It never touched my hand. The head is longer exactly so that you can keep showering the inner ass while your hand is on the outer rim on the moon.
Anyone who claims to care about the Planet should switch to using bidets now...
>That moment when you scoop a non-digested peanut out of your asshole with a little bit of peanut paste and it makes you think back of the time where snickers was still mass-produced before the apocalypse.
>2020
>not just pooping in the shower
brb squatting posture over the drain for healthy natural BMs
brb saving the environment
brb getting cleaner while you shit - one of life's great paradoxes
>he needs more than one wipe
Fix your fucking diet
Are you some kind of faggot
USA has a waste water problem?
Ask corporations how much toxic shot they dump in the water.

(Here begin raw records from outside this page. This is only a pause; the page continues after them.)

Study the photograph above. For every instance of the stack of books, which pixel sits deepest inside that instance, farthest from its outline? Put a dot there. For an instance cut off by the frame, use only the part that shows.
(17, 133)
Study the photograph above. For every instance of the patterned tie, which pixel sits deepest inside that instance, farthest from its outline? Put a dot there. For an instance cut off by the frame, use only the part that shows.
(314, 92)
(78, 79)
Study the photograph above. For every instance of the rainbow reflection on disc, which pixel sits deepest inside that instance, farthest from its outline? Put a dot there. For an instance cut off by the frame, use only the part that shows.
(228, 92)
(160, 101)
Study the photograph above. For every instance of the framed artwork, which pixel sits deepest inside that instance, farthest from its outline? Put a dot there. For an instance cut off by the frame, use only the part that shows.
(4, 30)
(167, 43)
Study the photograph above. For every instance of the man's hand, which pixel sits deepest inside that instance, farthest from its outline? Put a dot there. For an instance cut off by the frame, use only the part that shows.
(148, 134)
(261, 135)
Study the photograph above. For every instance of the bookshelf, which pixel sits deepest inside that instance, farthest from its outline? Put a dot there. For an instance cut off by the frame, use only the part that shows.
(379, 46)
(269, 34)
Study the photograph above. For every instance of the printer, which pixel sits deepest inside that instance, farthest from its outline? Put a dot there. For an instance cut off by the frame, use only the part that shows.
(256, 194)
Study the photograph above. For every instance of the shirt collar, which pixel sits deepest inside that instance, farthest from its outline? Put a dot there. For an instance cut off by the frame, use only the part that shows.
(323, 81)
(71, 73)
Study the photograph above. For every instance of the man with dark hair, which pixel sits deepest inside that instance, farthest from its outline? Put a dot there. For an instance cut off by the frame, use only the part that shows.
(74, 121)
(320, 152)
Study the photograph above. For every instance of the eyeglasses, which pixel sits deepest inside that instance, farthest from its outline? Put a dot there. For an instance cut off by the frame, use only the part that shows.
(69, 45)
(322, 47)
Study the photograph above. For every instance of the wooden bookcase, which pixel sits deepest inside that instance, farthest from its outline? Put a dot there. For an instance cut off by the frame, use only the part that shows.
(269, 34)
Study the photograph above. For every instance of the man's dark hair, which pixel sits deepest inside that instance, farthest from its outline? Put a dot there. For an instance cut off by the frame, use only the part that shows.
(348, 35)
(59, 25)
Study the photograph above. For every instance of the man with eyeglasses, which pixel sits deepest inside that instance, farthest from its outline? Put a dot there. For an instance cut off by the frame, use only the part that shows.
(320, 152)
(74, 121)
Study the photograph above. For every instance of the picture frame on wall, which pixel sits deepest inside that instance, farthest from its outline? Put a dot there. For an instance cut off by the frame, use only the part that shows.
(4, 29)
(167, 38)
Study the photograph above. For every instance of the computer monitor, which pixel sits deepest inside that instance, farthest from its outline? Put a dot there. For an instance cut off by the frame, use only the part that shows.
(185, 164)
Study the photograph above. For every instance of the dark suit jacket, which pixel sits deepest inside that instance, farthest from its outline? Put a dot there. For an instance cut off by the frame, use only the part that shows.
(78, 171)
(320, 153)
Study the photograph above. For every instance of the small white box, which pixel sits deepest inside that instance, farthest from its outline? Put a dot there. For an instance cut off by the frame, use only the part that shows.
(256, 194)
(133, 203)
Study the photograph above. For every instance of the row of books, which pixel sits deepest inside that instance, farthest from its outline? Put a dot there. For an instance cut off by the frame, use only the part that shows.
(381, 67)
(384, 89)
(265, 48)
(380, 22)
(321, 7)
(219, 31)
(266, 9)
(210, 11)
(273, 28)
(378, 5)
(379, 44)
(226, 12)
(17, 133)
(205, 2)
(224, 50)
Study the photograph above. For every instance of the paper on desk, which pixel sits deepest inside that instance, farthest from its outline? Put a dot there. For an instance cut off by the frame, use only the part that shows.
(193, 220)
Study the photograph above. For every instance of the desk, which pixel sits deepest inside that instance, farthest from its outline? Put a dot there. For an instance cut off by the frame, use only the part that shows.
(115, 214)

You could be like the project niggers, sell your toilet for crack money, then try to shit into the hole.
>Eat the bugs, user
>Sleep in the pods, user
>Accept more immigrants, user
>Forget ever having a pension, user
>You can no longer wipe your ass, user. Try this supersoaker
NO! The line must be drawn here. This far but NO further. I shall wipe my ass with the softest roll in the land and you can't stop me, you authoritarian bastards!
I'll take you all down with me!
This minus the shower, it takes too long and I already have one per day.